The head of NASA remains confident that SpaceX’s starship can land astronauts on the moon in 2025.

NASA Administrator Bill Nelson downplayed concerns about Starship’s ability to deliver astronauts to the lunar surface within two years after a SpaceX launch vehicle exploded minutes into its first test flight.

During his testimony before the House Science, Space and Technology Committee on NASA’s 2024 budget requestNelson said the Starship explosion “isn’t a huge setback for the way SpaceX does things,” per SpacePolicyOnline reported. “They are rich in hardware, which means many of these missiles are ready to go,” he continued. “They launch. If something goes wrong, they figure out what it is, they go back and launch it again.

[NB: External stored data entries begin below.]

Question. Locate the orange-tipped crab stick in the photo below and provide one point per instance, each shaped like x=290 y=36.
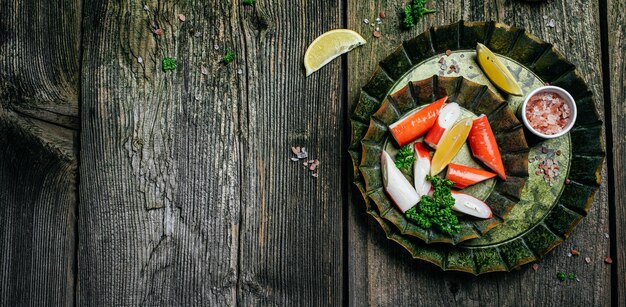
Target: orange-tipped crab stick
x=484 y=146
x=470 y=205
x=416 y=123
x=397 y=186
x=421 y=169
x=447 y=117
x=464 y=176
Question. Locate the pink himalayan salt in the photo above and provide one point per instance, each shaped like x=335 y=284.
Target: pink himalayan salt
x=548 y=113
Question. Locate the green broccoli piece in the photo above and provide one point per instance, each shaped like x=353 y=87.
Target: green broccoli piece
x=168 y=64
x=229 y=56
x=436 y=210
x=405 y=158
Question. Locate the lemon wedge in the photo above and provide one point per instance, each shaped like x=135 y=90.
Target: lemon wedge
x=328 y=46
x=450 y=145
x=495 y=70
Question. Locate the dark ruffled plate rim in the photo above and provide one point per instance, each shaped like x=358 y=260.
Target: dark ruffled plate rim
x=586 y=160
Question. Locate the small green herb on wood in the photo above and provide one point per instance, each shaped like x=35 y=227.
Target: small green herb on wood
x=168 y=64
x=229 y=56
x=414 y=11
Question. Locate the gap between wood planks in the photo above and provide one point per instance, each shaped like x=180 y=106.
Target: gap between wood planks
x=346 y=164
x=608 y=136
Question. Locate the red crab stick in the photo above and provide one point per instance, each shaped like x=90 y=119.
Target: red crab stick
x=397 y=186
x=447 y=117
x=464 y=176
x=484 y=146
x=416 y=123
x=470 y=205
x=421 y=169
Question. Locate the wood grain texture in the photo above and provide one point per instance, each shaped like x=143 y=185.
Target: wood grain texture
x=617 y=73
x=381 y=273
x=188 y=194
x=292 y=223
x=160 y=164
x=39 y=85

SpaceX The Starship’s mega rocket finally exploded April 20 for a less-than-ideal orbital test flight. About four minutes after launch from Boca Chica, Texas, the Starship exploded in the sky over the Gulf of Mexico. Some of the rocket’s engines failed mid-flight, and the two-stage heavy-lift launch vehicle was forced to self-destruct after a catastrophic crash. It wasn’t exactly a failure, however, as the test showed that the Starship was able to lift off the ground and withstand intense aerodynamic loads. The test resulted in critical feedback for SpaceX to use for future improvements to Starship.

Despite the premature explosion, Nelson reiterated SpaceX’s timeline to repair the Starship launch pad and prepare another Starship vehicle for flight in at least two months. The ambitious timeline may not entirely depend on Elon Musk’s private space company, however, since Starship has been grounded by the Federal Aviation Administration pending an ongoing investigation into its detonation.

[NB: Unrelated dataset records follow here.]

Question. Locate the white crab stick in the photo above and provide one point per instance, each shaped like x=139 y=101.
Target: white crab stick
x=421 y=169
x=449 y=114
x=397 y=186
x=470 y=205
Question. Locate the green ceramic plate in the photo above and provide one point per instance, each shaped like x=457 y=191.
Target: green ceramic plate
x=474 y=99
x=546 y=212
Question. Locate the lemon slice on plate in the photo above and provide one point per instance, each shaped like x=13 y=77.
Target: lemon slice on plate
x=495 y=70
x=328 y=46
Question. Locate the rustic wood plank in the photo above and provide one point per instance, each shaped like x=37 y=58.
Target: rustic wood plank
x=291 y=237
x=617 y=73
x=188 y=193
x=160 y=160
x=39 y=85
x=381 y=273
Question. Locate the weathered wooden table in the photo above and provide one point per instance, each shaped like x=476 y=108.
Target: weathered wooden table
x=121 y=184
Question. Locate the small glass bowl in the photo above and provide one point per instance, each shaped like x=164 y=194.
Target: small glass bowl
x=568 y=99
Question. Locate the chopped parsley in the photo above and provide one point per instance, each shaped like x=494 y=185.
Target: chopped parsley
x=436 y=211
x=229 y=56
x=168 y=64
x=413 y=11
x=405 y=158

The reason NASA has invested in Starship’s ability to fly is because SpaceX is under a $2.89 billion contract use the mega rocket inside landing of people on the moon by the end of 2025 as part of the space agency’s Artemis 3 mission, and then again about Artemis 4 in 2028 according to a a separate $1.15 billion contract signed last year.

US lawmakers really don’t want NASA, and until an extension of SpaceX, is behind schedule to land on the moon amid fears that China could take the lead. China recently announced that it plans to will send its astronauts to the moon in 2030. “I want to be clear that I will do everything in my power to ensure that the next astronauts on the moon are Americans.” House spokesman Frank Lucas said during Thursday’s hearing, according to SpacePolicyOnline.

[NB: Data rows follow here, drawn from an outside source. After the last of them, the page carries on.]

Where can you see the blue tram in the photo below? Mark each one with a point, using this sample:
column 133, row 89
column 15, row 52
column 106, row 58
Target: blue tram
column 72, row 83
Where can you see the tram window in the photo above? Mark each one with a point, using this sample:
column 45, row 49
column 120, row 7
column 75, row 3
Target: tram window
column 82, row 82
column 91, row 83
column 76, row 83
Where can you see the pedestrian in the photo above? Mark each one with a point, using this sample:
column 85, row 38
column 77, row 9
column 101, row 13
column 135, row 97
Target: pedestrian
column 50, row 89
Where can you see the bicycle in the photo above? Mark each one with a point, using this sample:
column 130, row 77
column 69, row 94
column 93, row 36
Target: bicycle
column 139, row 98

At the same time, the House is anticipating budget cuts that could potentially affect NASA’s Artemis timeline. This week Parliament passed legislation on deficit reduction measures the goal is to reduce discretionary spending. If enacted, the bill could put limits on NASA’s budget. “It would be a disaster. We would be late,” Nelson said in response to potential budget cuts SpaceNews.

NASA is already struggling to manage its budget, as the space agency devotes most of its funding to its Artemis program and Mars sample return mission. The Mars mission, which was scheduled to launch in 2028, received $822.3 million in the 2023 spending bill, and NASA requested another $949.3 million of the total $8.26 billion in science spending. budget proposal for 2024. Other missions have suffered due to budget problems, viz NASA’s VERITAS mission to Venus.

The US government is likely to prioritize leadership in the new space race to the moon over planetary missions. It must be said, however, that NASA’s commercial partnerships are sometimes beyond the control of lawmakers, and now companies like SpaceX must replicate their mega-rocket. As for whether the Elon Musk-owned company can deliver the Starship on time, well, let’s just say we’re having a hard time getting that bombshell out of our heads.